Persistent Segment Tree


Reading time: 40 minutes | Coding time: 15 minutes

In this type of segment tree we introduce persistency in our segment trees which means retaining the older versions. Persistency means to store multiple versions of the data structure based on the modifications done on it. It can be seen as what Git version control system does.

Persistant data structures behave like Git

While it may be easy to store multiple versions as separate instances, it becomes a significant overhead in terms of memory and time complexity. Our aim is to introduce persistency in segment trees but also ensure that the space and time complexity is not affected.

This brings in a whole new power to already powerful segment trees.

Basic Idea

For each change in the initial segment tree we will create a new version of it.Let us consider the initial version as version-0 and so the new versions will be version 1,2,3..... .But creating a new segement tree for every change will take O(nlogn) time and space which we cannot afford.

To avoid extra time and space we give a basic thought i.e. for every point update in the present segment tree only log(n) nodes have to be moified,so we only create these log(n) nodes and share rest of the tree from the previous version of the tree.

Example

In the diagram given below if we do a point update on node 4 it will be reflected in node 2 and node 1.Therefore the affected nodes will be node 1,node 2 and node 4.

Now version 1 of the segment tree will have node 1' which will have node-3 as its right child as it is unaffected by the point update.The affected node is node-2,so we create a new node node-2' and make that the left child of node-1' .

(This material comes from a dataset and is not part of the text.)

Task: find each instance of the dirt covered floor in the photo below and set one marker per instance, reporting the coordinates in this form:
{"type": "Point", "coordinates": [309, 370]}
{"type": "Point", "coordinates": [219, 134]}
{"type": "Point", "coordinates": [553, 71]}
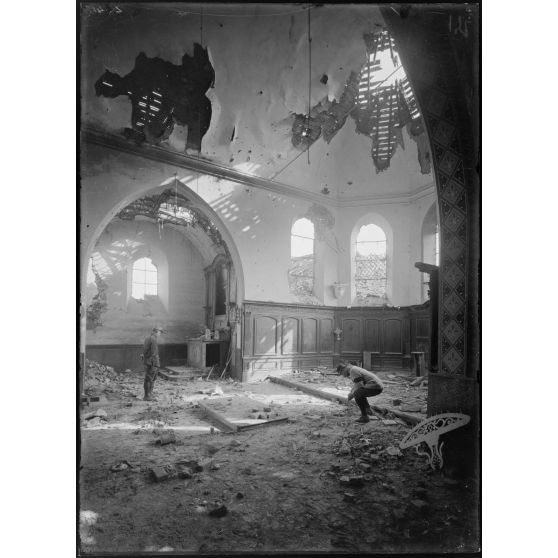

Now node-2' we will have node-5 as it's right child but node-4' as the new left child as we have updated node-4.Rest of the nodes will be shared by this version.

persistent-segment-trees

Problem statement

Given an array A[] and different point update operations.

Considering each point operation to create a new version of the array. We need to answer the queries of type:

Q v l r : output the sum of elements in range l to r just after the v-th update.

Approach

We have to keep track of only the root nodes of newly created version,for this purpose we make an array of pointers to the root nodes of all the versions.Then for each range sum query we will pass the required version’s root node in our query function and output the required sum.

Three basic functions are used to implement persistent segment trees namely-:

  • Build
  • Upgrade
  • Query

Build operation

Build()-This function takes pointer to root node,lowest and highest index as parameters.In this function we construct the version-0 segment tree using bottom up recursion technique. In this case we are building a range addition segment tree.

Pseudocode:

void build(node* n,int low,int high) 
{ 
   if (low==high) 
   { 
    n->val = arr[low]; 
    return; 
   } 
   int mid = (low+high) / 2; 
   n->left = new node(NULL, NULL, 0); 
   n->right = new node(NULL, NULL, 0); 
   build(n->left, low, mid); 
   build(n->right, mid+1, high); 
   n->val = n->left->val + n->right->val; 
} 

Upgrade operation

Upgrade()-This function takes pointer to previous root node ,pointer to the current root node, lowest index, highest index, index at which value is to be updated as parameters. Now using recursion we start finding the nodes which will be affected by the updation and then update those nodes in the next version but make links of the newly created nodes with the children of older nodes which were not affected to reduce space complexity. At last we fill the current node with the sum of it's children.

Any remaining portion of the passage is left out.